Reassembly is fairly straightforward - if the connector feels as if it hasn’t mated adequately, you’ll need to adjust where the extender sits between the boards. The ‘emon’ PCB only fits properly in one pair of slots, the narrowest.

and slide out the display and the Pi plus the ‘emon’ part together

Snapping a picture or two of it at that point might not be a bad idea. :slight_smile:

I did not know this, Thanks for the info. I’ll just move and mount the emonPi to a small rack on the outside and below the breaker box, I have a shelf it can sit on and the low voltage wiring can be routed up into the breaker box. cheers.

Thank you so much for the detailed description and pictures! Really appreciate the feed back and I’ll probably be attempting installing the additional 22 Ω resister internally.
To answer your questions. I after the feed back I got here, I went and purchased an emonPi and so I’ll be replacing my Pi and just reallocate it for some other project. I had fun with it it…, built a simple python script which took line reads from a daughter board on the pi and injected that data into an influx DB. I then had grafana plot the data into a graph which I would display in openHAB. But now I wanted more trending data and it looks like the emonPI has much more maturity and capabilities and so this will save me alot of time working all that out. :slight_smile:


Bill is a big fan of Grafana - I expect he’ll comment, and tell you how to use it on your emonPi.

Hi @Robert.Wall
Finally got my emonPI in the mail.
I didnt have the resistors at the time so just set it up, as is, just to get a baseline of what the numbers would look like with an unmodified box. And I think that the emonPI is giving me some over the top numbers, which I can only assume is because I don’t have the additional load resistor installed. I’m pretty sure Im not using 12.5kw in such a small town house.

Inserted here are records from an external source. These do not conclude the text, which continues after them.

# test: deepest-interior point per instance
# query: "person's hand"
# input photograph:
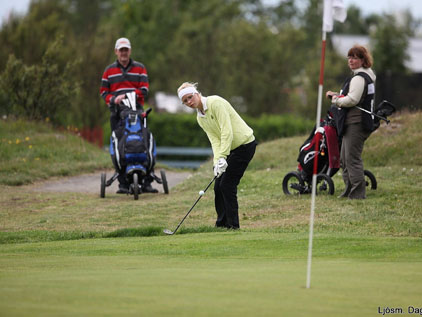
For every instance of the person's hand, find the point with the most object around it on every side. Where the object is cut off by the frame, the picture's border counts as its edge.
(220, 167)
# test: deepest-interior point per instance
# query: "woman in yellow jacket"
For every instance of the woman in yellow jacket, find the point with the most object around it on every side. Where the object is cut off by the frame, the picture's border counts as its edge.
(233, 145)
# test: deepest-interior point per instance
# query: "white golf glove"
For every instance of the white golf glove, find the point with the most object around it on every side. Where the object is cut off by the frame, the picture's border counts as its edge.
(220, 167)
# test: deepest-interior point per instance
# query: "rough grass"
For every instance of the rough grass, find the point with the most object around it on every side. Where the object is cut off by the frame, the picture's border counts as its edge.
(31, 151)
(77, 254)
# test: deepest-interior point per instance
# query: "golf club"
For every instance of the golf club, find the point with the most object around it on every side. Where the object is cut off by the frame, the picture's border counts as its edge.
(201, 193)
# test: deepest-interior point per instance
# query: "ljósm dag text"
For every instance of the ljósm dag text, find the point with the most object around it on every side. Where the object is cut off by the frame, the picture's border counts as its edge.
(398, 310)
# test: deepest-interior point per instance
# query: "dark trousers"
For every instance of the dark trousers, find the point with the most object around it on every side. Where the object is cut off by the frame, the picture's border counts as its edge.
(117, 124)
(351, 161)
(225, 187)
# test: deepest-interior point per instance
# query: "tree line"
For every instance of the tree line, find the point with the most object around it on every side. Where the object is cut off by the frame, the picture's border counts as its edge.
(265, 59)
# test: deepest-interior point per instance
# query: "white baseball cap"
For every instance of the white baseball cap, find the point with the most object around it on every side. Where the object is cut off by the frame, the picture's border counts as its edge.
(122, 42)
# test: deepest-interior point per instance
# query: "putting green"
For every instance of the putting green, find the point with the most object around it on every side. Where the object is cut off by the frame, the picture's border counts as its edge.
(229, 274)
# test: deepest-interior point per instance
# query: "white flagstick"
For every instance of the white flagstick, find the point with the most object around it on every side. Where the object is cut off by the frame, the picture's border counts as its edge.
(333, 10)
(311, 221)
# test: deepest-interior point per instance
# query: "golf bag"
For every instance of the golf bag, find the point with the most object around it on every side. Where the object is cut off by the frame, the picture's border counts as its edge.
(325, 144)
(133, 151)
(132, 146)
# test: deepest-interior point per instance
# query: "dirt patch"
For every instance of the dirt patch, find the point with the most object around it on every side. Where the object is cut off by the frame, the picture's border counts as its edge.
(91, 183)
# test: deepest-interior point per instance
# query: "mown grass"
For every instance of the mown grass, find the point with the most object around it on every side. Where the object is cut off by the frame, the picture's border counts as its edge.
(77, 254)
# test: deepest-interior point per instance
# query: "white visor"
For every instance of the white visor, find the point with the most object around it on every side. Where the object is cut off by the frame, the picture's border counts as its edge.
(187, 90)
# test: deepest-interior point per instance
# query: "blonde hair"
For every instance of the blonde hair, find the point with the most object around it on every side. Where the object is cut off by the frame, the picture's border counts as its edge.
(187, 84)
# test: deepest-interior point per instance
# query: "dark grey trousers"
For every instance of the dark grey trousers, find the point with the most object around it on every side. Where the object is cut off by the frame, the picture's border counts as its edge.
(225, 187)
(351, 161)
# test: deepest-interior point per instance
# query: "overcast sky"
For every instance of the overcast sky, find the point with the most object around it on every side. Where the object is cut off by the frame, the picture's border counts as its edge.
(367, 6)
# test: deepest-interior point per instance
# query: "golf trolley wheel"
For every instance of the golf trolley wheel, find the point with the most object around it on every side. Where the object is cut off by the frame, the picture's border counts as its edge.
(293, 184)
(370, 180)
(324, 185)
(164, 180)
(135, 186)
(102, 189)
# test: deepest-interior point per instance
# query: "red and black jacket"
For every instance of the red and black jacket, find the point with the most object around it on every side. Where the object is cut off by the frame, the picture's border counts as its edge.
(119, 80)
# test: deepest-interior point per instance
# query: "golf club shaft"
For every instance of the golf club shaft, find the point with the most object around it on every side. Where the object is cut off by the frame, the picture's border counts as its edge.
(193, 205)
(374, 114)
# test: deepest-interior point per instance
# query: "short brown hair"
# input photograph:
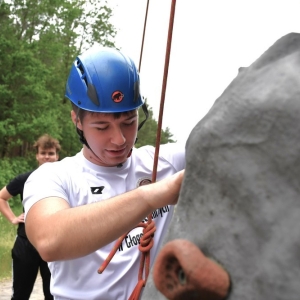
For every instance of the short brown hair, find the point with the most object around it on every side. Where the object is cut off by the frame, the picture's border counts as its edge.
(45, 142)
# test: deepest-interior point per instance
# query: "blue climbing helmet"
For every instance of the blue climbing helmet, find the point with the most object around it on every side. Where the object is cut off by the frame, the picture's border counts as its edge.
(104, 80)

So Ive now got a bunch of new resistors and I’m about to install them internally but wanted to confirm a couple of things before I break out the soldering iron.

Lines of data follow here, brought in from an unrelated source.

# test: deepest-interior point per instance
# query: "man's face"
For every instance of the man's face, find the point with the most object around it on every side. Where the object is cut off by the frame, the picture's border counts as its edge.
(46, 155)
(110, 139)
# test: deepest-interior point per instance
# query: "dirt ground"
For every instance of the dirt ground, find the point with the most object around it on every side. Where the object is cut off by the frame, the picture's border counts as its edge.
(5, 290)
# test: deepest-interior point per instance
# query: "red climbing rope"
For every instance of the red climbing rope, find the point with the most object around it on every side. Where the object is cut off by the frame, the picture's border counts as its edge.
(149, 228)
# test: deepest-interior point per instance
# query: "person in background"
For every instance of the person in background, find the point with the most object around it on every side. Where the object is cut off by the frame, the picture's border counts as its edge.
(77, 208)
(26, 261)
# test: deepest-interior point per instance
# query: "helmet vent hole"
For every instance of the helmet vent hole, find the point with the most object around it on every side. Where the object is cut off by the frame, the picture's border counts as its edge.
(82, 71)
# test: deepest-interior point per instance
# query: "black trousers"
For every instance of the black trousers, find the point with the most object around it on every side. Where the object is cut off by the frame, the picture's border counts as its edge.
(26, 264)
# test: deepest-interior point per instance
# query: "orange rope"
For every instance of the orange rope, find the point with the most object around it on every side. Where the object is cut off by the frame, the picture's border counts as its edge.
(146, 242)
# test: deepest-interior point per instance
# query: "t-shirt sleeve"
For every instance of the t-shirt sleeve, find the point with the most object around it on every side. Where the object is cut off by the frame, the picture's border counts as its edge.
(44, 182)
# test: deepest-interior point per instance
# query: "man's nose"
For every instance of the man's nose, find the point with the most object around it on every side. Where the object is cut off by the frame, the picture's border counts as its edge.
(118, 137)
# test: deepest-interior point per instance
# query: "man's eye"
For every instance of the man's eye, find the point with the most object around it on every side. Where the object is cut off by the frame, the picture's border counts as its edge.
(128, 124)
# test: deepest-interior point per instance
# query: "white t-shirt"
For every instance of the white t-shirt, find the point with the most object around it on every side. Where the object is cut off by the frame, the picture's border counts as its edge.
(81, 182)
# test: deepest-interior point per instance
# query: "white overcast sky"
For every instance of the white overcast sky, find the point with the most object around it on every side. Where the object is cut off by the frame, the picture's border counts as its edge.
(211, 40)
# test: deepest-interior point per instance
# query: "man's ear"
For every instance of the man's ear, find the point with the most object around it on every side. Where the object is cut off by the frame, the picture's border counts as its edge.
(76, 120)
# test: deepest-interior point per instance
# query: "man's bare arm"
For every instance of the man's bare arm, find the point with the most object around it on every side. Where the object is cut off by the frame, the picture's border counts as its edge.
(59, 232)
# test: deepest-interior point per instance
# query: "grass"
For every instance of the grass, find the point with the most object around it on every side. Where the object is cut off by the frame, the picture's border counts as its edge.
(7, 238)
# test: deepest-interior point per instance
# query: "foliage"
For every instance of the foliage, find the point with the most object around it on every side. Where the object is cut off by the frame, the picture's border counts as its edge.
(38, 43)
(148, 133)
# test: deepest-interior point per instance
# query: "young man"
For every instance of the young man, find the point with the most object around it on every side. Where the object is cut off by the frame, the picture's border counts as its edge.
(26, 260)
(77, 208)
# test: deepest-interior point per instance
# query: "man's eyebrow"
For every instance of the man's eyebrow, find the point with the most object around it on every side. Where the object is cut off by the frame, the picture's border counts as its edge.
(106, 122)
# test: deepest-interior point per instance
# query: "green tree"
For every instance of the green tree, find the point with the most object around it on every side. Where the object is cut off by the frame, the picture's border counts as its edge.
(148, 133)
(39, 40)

The CTs state in their product guide (link above) that they have an internal resistance of 42 ohms. quote " Internal resistance: 42Ω "
I believe the emonPI comes with small 22 ohm resistors already installed in parallel. I can see from the pic you uploaded above.
And you’re suggesting that I need to install an additional 22 ohm resistor onto the CT lines in parallel, one for each line.

Am I correct in thinking that in order to adjust the circuit to accommodate my CTs and power environment, we are looking at 42+22+22 = 68 ohms in parallel is where I need to get to?

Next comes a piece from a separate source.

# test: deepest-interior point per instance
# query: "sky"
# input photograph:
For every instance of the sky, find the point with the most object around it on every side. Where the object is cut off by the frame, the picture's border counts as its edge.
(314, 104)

That’s exactly right, and as you should have expected. Two times too much, to be precise. And your maximum current will show as 100 A, but will be only 50 A.

That’s irrelevant for the calculations, but useful to know when you’re testing for a fault.

No. That’s wrong on two counts.
First, the 42 Ω is irrelevant.
Second, resistors in series add up like that, resistors in parallel add as the reciprocal of the sum of the reciprocals, so 1 ÷ ( (1÷22) + (1÷22) ) = 11 Ω.

Those resistors are ½ W, so they are probably too big to fit between the holes in the PCB, you’ll need to either stand them on end, or (safer - you can unplug the c.t. without risking damaging high voltages) connect them across the white and black wires from the c.t. where you’ve extended them to the jack plug.

It’s safer because a c.t. is a current source. It will try to generate whatever voltage is necessary to drive the current it wants to into the load (or burden). You can always safely short-circuit a c.t., and it’s actually then working under no load. If you leave it open-circuit, it will generate a high voltage trying to force a current that can’t flow, and may well damage the insulation inside and destroy itself. If it doesn’t damage itself, it will probably need demagnetising to restore accuracy.

Homework question: With the resistor fitted and plugged in, what resistance do you expect to see measured between the black and white wires? What about when it’s unplugged from the emonPi? (The correct answer depends on where you add the resistor - in the emonPi or in the lead.)